Dec 06, 2008 22:58
My new position in the lab is kind of a lot of work. Strangely well calculated to keep me busy during the entirety of my shift. Just enough to keep the hands on the wall spinnin'. Friday was way laid back, though. I spent half the day shipping blood samples to Mayo Clinic and listening to some playlists on the ole' iPhone and the other half talking to the director about art, music, and even got her onto metaphysics. I'm still too new to the subject to speak socially on it, probably, but she was so humble that I didn't have a problem asking her about it or tossing ideas back and forth. She's so beyond my own education. You'd think her, stuffy; She always wears black, big pink stripe on her name badge (indicating she's PhD elite). Very classy little old lady. It commands a huge amount of respect in my mind but I'm way to humble to presume she'd want to talk to a pip-squeak lab crony. She saw a piece i painted for the director of microbiology and used it as a chat-up line. I never pass up an opportunity to listen to someone like her go on about whatever. I just throw all kinds of "Oh yeah?!"s at her. Told me about her wedding at Berkley in the late 60s. Lot of wild stuff happens in 66 years to such a quiet woman. I worked at a retirement home in highschool for quite a while. Talking to her stirred up all kinds of that stuff. It made me sad. Someone so brilliant all the way into their 70s, in all likely hood. One day silenced. Going a little fruit loops and over the moon in their later years, maybe even. I've lost a few friends over the years. They're such tangible objects in my mind. Where do they go or is that just it? They're with me? Where do they go when I'm gone? Are we all made up of eachother?

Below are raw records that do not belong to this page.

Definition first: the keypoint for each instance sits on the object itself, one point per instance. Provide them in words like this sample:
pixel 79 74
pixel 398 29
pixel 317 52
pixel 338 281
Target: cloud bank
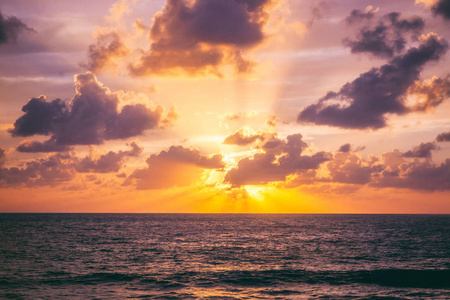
pixel 92 116
pixel 201 36
pixel 365 102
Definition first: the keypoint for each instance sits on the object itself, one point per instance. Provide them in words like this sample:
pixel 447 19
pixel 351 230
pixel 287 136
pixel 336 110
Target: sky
pixel 225 106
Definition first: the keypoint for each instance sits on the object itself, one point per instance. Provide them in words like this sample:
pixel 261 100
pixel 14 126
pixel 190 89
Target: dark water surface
pixel 221 256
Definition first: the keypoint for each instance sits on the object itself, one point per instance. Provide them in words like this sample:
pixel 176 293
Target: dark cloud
pixel 279 159
pixel 423 150
pixel 387 38
pixel 419 176
pixel 10 28
pixel 92 116
pixel 60 168
pixel 389 169
pixel 442 8
pixel 347 167
pixel 242 138
pixel 365 102
pixel 47 146
pixel 431 93
pixel 443 137
pixel 178 166
pixel 45 171
pixel 358 15
pixel 109 46
pixel 109 162
pixel 203 35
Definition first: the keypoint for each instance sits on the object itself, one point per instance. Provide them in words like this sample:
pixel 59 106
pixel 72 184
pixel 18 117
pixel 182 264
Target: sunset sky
pixel 274 106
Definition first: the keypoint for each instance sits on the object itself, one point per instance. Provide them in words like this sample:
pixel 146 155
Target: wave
pixel 437 279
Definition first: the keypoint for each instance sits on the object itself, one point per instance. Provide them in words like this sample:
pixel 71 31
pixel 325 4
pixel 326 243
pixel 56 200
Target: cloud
pixel 345 148
pixel 45 171
pixel 2 156
pixel 358 15
pixel 279 158
pixel 10 28
pixel 442 8
pixel 443 137
pixel 420 176
pixel 347 167
pixel 387 38
pixel 430 93
pixel 391 169
pixel 423 150
pixel 47 146
pixel 365 102
pixel 109 162
pixel 201 36
pixel 243 137
pixel 60 168
pixel 178 166
pixel 105 51
pixel 92 116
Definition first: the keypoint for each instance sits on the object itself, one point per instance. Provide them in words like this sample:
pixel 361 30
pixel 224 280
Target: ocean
pixel 224 256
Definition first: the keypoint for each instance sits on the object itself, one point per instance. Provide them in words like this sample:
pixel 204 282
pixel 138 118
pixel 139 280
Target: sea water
pixel 224 256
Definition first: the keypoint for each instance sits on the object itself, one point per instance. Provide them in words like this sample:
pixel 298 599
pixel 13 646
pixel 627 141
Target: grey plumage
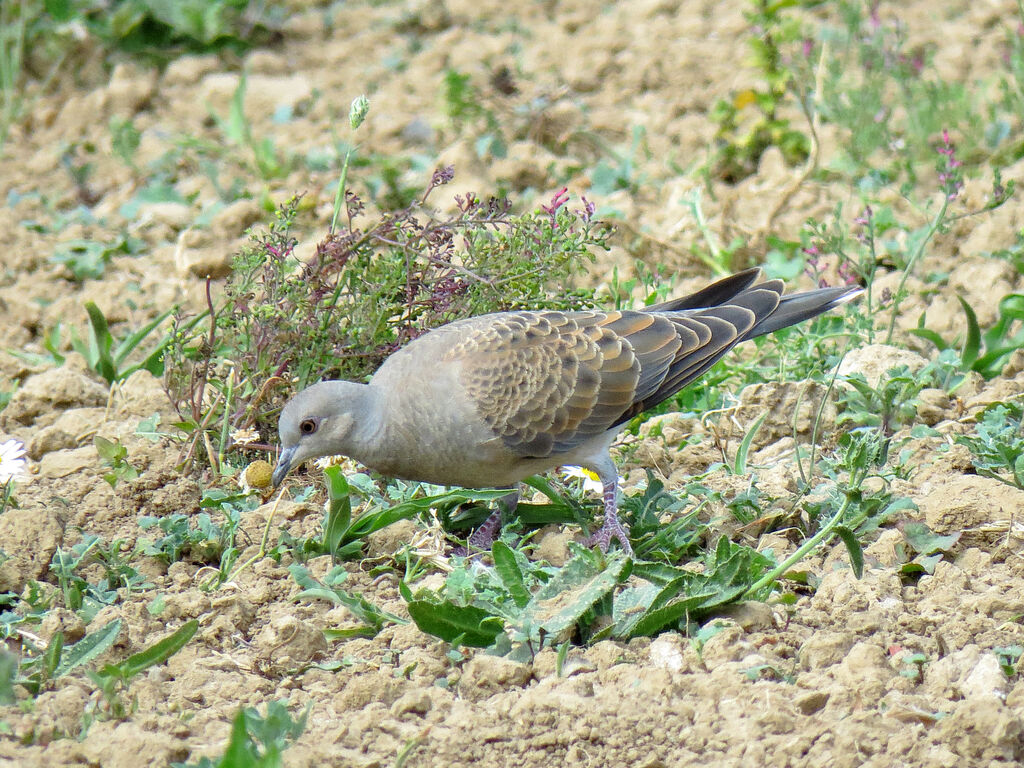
pixel 486 401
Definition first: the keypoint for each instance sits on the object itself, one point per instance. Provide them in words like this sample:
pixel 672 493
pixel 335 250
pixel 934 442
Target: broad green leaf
pixel 338 517
pixel 739 465
pixel 925 542
pixel 853 548
pixel 89 647
pixel 508 570
pixel 159 651
pixel 476 627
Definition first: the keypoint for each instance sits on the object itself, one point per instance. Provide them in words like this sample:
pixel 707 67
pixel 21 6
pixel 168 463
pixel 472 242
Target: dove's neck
pixel 363 441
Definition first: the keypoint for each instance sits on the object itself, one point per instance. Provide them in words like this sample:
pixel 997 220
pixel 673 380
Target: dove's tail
pixel 800 306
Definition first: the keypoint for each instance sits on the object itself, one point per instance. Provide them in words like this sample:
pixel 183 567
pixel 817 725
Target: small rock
pixel 72 429
pixel 414 701
pixel 130 88
pixel 483 676
pixel 188 70
pixel 980 507
pixel 388 541
pixel 29 537
pixel 812 701
pixel 47 394
pixel 824 649
pixel 667 652
pixel 553 546
pixel 751 615
pixel 175 216
pixel 290 641
pixel 873 360
pixel 194 261
pixel 69 462
pixel 233 219
pixel 933 406
pixel 985 679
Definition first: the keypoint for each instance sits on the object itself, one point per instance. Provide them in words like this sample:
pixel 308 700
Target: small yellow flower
pixel 591 482
pixel 330 461
pixel 244 436
pixel 11 460
pixel 256 476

What's the point? I'm not subscribing to 'substance dualism' theory. I don't want just to be happy. That's where it all falls down, ya know?! That kinda stuff flashes through your brain in a blip. Then as the flash of thoughts dull I know how small I am. That we're all just amoebas floating about in the liquid part of the eye of an ant, on the surface of a little rubber ball floating in a lightless and lidless room that you'll never see the confines of which are ambiguously bound at the edges of its opposites.
It makes not being able to find my portable laptop charger easier to handle.
It makes my heart ache, being far from those I love.